You also found that in line with perhaps some people’s suspicions, including mine, James Patterson is the most clichéd writer. He uses many more clichés than any other popular writer you looked at. Do you hope that he’d read your book or discover your finding, and if so, what would you hope his response would be?

I discuss James Patterson quite a lot in this book just because he does come out at these extremes. Frankly, I would be honored if he read the book. And I think his takeaway would probably be not to take any of the cliché or reading-level findings as cautionary findings. Instead, maybe he would have the attitude of, if this is where writing is going, and this is what people expect to read, then there’s really no reason to hold back. Because at least over the last decade or so, he’s the most-sold author in the United States. I think the things he relies on and does without shame are in some ways very successful for him.

Good point. He’s done totally fine.

I think if he looked at the cliché chart, his response would probably be, “Why is everyone else not using this technique?”

[Laughs] Touché. You also found that once a writer has a hit, their subsequent books tend to get longer and longer. Why do you think that is?

I looked at 25 different writers since 1980 whose first novel was a finalist or winner of the Pulitzer, the National Book Award, or the NBCC Award. With about 72 percent of these, the author comes back with their second book and it’s longer. And then 44 percent come back with a book that’s much longer. So there’s definitely a bottleneck where if you’re a first-time author, an editor may not want to read a huge book that you’ve written; maybe it’s easier to get a smaller book published. But then you look at an author like Amy Tan—The Joy Luck Club was such a hit, and it was about 95,000 words. Since then, she’s written books that have 150,000 or 200,000 words, and it’s hard to repeat the success that she had, but still, nothing she’s written since has been as relevant. Even Harry Potter—by books four through seven, they’re two or three times as long as that first book.

I do conjecture that some of this is differences between how the author sees their own work and how the common person sees their own work: a much smaller book is easy to read. But if you’re Harry Potter, or Twilight, even, you know that by the time you’re writing the last few books of the series, there is a huge fan base that wants as much as possible, so there is less pressure to make it extremely tight. Instead, you can explore every avenue that you want.

I loved your finding that authors’ names take up a greater percentage of the cover of a book the more famous they get, which I’d never noticed before.

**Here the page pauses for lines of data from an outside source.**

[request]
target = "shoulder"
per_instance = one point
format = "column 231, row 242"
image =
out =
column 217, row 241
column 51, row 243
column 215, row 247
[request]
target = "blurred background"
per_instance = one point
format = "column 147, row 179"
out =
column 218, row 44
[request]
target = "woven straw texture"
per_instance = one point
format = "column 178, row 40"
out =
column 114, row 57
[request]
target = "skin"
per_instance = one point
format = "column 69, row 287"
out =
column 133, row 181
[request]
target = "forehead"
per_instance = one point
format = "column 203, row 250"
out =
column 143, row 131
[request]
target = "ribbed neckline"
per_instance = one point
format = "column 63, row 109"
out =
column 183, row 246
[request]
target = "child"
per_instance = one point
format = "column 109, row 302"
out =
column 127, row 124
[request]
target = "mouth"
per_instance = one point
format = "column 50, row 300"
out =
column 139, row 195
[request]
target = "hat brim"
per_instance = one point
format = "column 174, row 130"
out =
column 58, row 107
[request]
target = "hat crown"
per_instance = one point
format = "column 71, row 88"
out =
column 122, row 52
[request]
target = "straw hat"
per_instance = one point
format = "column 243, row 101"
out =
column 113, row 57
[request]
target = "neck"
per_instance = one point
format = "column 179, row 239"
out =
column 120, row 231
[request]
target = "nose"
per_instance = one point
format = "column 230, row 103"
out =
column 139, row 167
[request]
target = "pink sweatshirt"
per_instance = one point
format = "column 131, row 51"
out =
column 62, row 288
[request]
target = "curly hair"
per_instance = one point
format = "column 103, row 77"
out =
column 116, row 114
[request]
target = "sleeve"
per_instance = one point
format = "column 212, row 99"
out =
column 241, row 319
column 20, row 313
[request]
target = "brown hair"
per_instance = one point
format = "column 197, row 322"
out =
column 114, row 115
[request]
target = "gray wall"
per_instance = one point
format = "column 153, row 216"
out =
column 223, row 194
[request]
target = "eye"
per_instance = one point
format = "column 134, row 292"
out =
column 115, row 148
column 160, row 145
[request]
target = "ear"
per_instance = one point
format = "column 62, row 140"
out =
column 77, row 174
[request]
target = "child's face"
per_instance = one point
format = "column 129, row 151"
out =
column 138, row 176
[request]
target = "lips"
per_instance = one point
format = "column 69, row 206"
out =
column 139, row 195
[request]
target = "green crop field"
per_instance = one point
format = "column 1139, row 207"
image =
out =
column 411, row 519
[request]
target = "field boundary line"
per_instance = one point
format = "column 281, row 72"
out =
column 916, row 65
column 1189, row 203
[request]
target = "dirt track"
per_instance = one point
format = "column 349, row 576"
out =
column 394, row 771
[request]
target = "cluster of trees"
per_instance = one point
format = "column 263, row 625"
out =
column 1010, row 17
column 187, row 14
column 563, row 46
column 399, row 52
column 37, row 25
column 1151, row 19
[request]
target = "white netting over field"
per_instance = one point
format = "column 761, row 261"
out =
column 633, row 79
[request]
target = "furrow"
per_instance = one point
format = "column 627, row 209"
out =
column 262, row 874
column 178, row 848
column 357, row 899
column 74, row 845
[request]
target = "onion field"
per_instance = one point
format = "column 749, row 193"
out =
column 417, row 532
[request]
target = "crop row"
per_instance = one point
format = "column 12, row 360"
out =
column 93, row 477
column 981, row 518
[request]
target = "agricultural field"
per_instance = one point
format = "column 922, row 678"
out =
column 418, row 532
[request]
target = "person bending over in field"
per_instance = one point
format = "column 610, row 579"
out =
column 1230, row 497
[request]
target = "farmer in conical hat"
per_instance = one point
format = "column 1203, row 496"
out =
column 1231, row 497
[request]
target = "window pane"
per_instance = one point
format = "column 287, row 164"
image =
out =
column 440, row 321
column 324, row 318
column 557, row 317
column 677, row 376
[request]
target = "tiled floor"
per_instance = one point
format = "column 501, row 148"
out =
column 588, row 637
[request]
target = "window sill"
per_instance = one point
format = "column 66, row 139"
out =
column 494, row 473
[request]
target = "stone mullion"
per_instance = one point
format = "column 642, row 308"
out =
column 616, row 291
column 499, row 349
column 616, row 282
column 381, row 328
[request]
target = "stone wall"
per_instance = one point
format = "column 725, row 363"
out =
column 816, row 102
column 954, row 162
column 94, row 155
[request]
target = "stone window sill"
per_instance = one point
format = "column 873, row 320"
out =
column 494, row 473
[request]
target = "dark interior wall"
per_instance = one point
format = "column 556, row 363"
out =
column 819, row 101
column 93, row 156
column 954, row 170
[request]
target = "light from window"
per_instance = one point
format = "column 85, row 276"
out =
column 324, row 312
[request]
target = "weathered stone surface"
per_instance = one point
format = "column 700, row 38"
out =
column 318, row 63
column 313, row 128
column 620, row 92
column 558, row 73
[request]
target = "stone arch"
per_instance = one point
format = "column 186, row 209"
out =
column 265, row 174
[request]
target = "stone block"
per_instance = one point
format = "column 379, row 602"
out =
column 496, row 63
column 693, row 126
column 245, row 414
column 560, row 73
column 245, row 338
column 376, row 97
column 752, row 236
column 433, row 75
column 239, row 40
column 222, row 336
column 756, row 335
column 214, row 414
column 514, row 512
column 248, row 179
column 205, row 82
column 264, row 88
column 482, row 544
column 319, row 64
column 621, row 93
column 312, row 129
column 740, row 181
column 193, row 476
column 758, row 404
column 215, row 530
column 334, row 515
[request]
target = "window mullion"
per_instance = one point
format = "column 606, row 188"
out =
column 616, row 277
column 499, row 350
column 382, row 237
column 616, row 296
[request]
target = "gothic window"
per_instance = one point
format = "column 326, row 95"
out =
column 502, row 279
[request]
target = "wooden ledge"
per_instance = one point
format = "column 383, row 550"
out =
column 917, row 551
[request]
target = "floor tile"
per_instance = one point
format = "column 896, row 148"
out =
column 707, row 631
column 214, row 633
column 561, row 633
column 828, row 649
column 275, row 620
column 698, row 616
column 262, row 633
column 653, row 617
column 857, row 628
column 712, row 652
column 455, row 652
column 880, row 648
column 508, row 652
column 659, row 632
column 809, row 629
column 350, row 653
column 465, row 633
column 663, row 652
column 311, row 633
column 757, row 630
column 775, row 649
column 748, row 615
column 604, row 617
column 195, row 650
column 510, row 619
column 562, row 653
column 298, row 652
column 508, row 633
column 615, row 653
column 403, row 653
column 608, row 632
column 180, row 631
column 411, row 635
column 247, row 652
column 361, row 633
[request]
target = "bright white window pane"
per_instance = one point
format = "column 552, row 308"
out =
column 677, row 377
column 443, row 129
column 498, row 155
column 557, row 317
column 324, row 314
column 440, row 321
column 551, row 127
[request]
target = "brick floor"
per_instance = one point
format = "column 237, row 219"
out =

You get to a point where the author’s name is kind of a brand within itself. And it makes sense: you have to think, what is going to get people’s interest enough to get them to open the book? For some authors, like Nora Roberts, her name is consistently the selling point. This is my second book, the first one that I’ve written solo. And having my name, giant, on the cover would not really draw anyone in. There’s a reason that Nabokov’s name is bigger than mine.

* * *

Jessica Gross is a writer based in New York City.